Quinoa Seeds


Tricolor Quinoa Seeds [(from Quechua "kinwa"); Chenopodium quinoa]

Pronounced "keenwa", this plant is native to the Andean region of South America. It is grown mostly in Peru, Bolivia, and Chile, but some production has been started in North America because of its reputation as a health food. While the greens are edible, they are rarely available and the seeds, which are very similar to related Amaranth Seeds, are the part generally used. There are many varieties with differences in coloration, including seed coloration. Most sold in North America is white, but the tricolor in the photo is also sold here. The white dominates in Chile.

Quinoa seeds are tiny, as seen in the photo comparing them to our standard red kidney bean, but the plant is a prolific producer. As harvested, the seeds are coated with bitter saponins making them inedible. A couple of soakings and rinsings in water are needed to remove the bitterness. Quinoa sold boxed or bagged in the North America has generally already been processed to remove saponins. High yield low saponin varieties were developed. They were not successful because birds ate the entire crop before it could be harvested.

More on Amaranth Family.


Buying:

  Quinoa seeds are the darling of Yuppies and "health food" enthusiasts (2022), so it is currently very easy to find, at least in Southern Calfornia. Markets that carry the Bob's Red Mill line of products are sure to have it.

Storing:

  Seeds should be kept in a tightly sealed jar, away from light and as cool as possible. Under these conditions it will keep for about a year.

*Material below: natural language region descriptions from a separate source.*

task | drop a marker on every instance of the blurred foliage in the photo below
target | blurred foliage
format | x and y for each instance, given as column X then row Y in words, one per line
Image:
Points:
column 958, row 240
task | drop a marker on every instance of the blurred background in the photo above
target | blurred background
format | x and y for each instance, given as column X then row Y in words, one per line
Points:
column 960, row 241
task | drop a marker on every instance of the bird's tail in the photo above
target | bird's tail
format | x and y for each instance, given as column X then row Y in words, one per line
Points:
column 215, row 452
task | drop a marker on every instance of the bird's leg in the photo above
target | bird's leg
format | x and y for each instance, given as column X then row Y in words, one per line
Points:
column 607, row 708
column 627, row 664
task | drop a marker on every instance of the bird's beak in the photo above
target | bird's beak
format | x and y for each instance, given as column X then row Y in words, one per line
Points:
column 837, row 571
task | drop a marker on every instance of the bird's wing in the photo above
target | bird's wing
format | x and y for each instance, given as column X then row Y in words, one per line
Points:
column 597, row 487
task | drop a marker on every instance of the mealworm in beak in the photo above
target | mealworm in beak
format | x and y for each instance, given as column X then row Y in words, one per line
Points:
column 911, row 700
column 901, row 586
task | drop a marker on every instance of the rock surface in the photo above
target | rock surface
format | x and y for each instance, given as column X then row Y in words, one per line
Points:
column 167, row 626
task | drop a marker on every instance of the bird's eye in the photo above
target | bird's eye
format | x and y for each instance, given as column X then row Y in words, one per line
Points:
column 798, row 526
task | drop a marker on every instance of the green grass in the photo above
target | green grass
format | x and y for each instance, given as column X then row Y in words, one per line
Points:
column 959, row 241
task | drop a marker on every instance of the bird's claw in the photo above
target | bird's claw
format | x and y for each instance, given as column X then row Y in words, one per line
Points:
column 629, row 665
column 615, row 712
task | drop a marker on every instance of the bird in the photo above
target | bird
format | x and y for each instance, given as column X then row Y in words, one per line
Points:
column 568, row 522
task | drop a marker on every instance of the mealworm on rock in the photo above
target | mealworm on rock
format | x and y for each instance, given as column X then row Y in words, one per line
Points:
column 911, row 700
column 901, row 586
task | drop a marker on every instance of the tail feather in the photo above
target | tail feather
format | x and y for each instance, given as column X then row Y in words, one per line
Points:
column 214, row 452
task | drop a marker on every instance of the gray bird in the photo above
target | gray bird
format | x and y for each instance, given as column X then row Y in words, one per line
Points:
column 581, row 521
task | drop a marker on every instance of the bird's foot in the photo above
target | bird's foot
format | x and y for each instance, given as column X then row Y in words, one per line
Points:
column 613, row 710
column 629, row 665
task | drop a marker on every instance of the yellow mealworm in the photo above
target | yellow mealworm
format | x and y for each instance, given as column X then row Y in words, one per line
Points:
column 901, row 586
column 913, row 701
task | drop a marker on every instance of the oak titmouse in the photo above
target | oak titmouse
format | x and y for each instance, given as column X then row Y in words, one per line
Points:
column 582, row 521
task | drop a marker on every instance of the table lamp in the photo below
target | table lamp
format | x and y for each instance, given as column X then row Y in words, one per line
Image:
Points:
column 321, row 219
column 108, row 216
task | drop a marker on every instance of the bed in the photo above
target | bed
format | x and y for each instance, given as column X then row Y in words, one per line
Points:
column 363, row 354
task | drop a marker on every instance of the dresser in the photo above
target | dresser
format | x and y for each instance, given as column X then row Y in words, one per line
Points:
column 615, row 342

Once ground into flour it is highly perishable and should be kept refrigerated and only for a few days - preferably grind as needed.

Cooking:

  Quinoa Seeds are usually simmered in water with a little salt until the seeds are soft and most have burst. It is then ready to eat as a "cereal", used to make salads, or mixed with meats and/or vegetables as rice might be.

Health & Nutrition:

  Quinoa is high in protein (12% to 18%) but its most outstanding feature is that the protein is nearly completely balanced for human needs. Wheat, rice and corn must be accompanied by beans to balance the protein content but quinoa can stand alone. Quinoa is also gluten free for people with a gluten intolerance, or subject to fad diets.